Disallow: /example.html*
Allow: /example.html
Disallow: /example.html
Allow: /example.html*
And the final examples comes with no surprise rebutting the rule number 3 – depending on the placement of the wildcard, a Disallow beats Allow or an Allow beats a Disallow.
It took us a while to figure out and might take a minute to get your head around, but the answer is rather simple. The number of characters you use in the directive path is critical in the evaluation of an Allow against a Disallow. The rule to rule them all is as follows:
Just to clarify we’re talking about the number of characters in the matching directive path after the Allow: or Disallow: statement. This includes all the * and $ characters. e.g.
Disallow: /example* (9 characters) Allow: /example.htm$ (13 characters) Allow: /*htm$ (6 characters)
In the following example, the URL /example.htm will be disallowed because the Disallow directive contains more characters (7) than the Allow directive (6).
Allow: /exam*
Disallow: /examp*
If you add a single character to the Allow directive, the number of characters is equal and the Allow wins. An Allow directive with equal or more characters always beats a Disallow.
Allow: /examp*
Disallow: /examp*
This even applies to exact matches using $. In the example below, the URL /example.htm will be disallowed because the matching Disallow directive contains more characters.
Allow: /example.htm$
Disallow: */*example*htm
Another interesting side effect is that a broad match using a wildcard at the end becomes more powerful than one without due to the additional character. In the following example, the URL /example.htm will be disallowed because the Disallow directive contains more characters than the Allow directive due to the additional * character.
Allow: /example
Disallow: /example*
Which of these would win? The directives are not lined up so it’s hard to see.
Allow: /example.htm Disallow: /********htm
This is better. You can see they are the same length so the Allow would win.
Allow: /example.htm Disallow: /********htm
Use Robotto for free to monitor your robots.txt text files for changes and remind you to re-test a list of sample URLs in Webmaster Tools.
Or DeepCrawl to crawl your site in full and show you exactly what’s indexable and what’s disallowed, noindexed or canonicalised.
After playing around with the robots.txt testing tool for a while we found 2 other interesting anomalies. These don’t actually affect the way robots.txt works because they only occur within competing Allow or Disallow statements and when the lengths of the directives are identical. We’ve included them here because they might be useful to help explain something that hasn’t been discovered yet and for completeness. They also suggest that the solution developed by Google might not have been as carefully planned as one would have expected or could give a clue as to the underlying technology.
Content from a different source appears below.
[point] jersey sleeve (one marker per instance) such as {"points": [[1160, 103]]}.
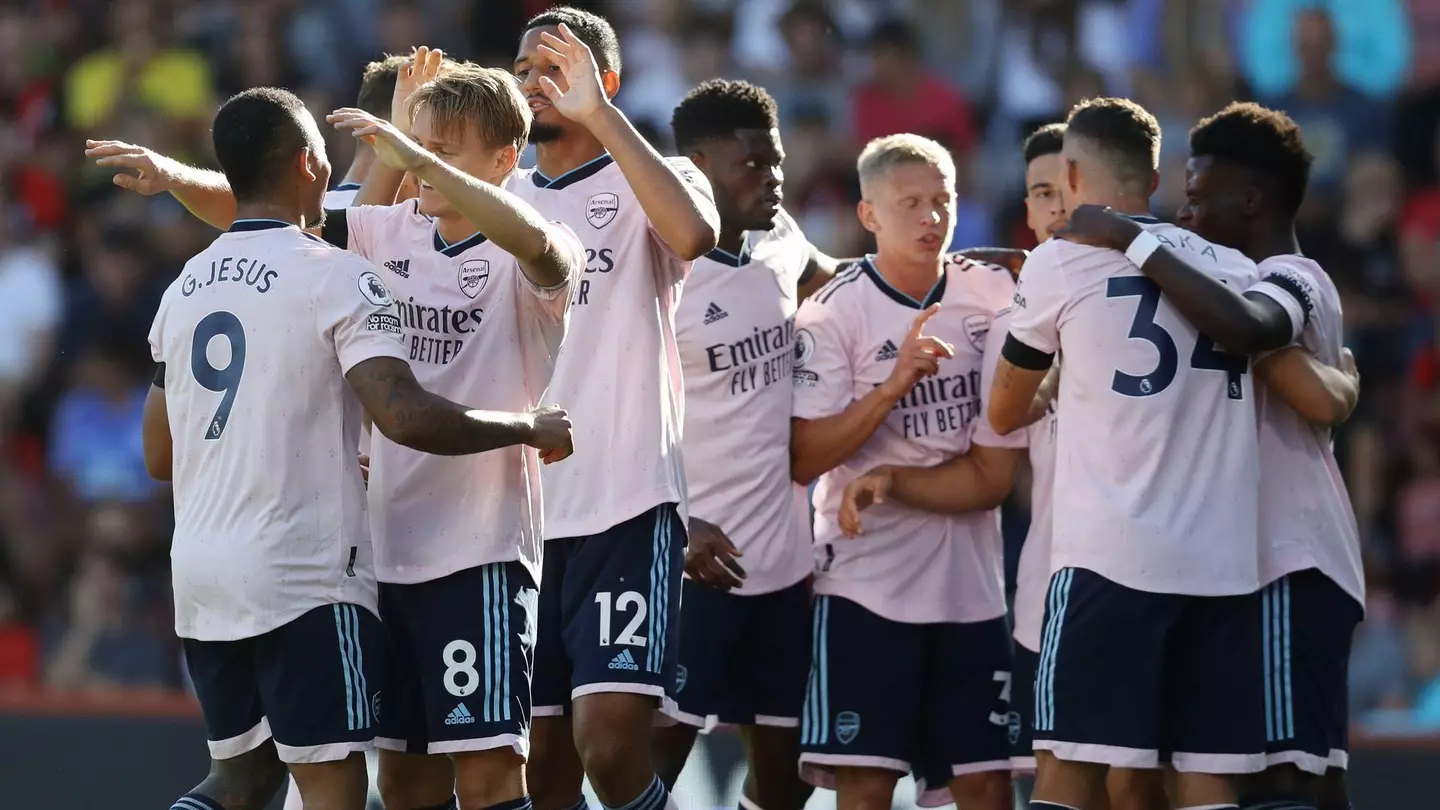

In this example, the second Disallow wins because it uses a * whereas the other uses a $. Both have identical numbers of characters in the directive.
Disallow: /example.htm$
Disallow: /example.htm*
In this example, the first Disallow wins because it has a greater number of non-wildcard characters excluding the wildcards. Both have identical numbers of characters in the directive.
Disallow: /*xample.htm
Disallow: /****ple.htm
Although the way Google handles robots.txt files allows very powerful combinations to cover any scenario, it’s not intuitive or even documented sufficiently which is likely to result in a number of sites being incorrectly indexed. What do you think?
on September 14, 2011 at 7:54 pm
· Permalink
Hi,
I have a question regarding the robots.txt file.
I saw in one of my client accounts that the robots.txt file was integrating the Allow line between the one of Disallow. Surprisingly when I discovered that the website was not indexed any more in Google whereas it was during the past.
Do you think Google need to see the Allow and Disallow lines in a specific order?
The robots.txt looked like this:
User-agent: *
Disallow: /cache
Allow: /
Disallow: /images
Thanks for your answer
on September 16, 2011 at 9:35 am
· Permalink
To the best of our knowledge the order doesn’t matter for Google.
Even if it did, there is no reason why the robots.txt you listed should cause a site to be de-indexed so I think there must be another cause.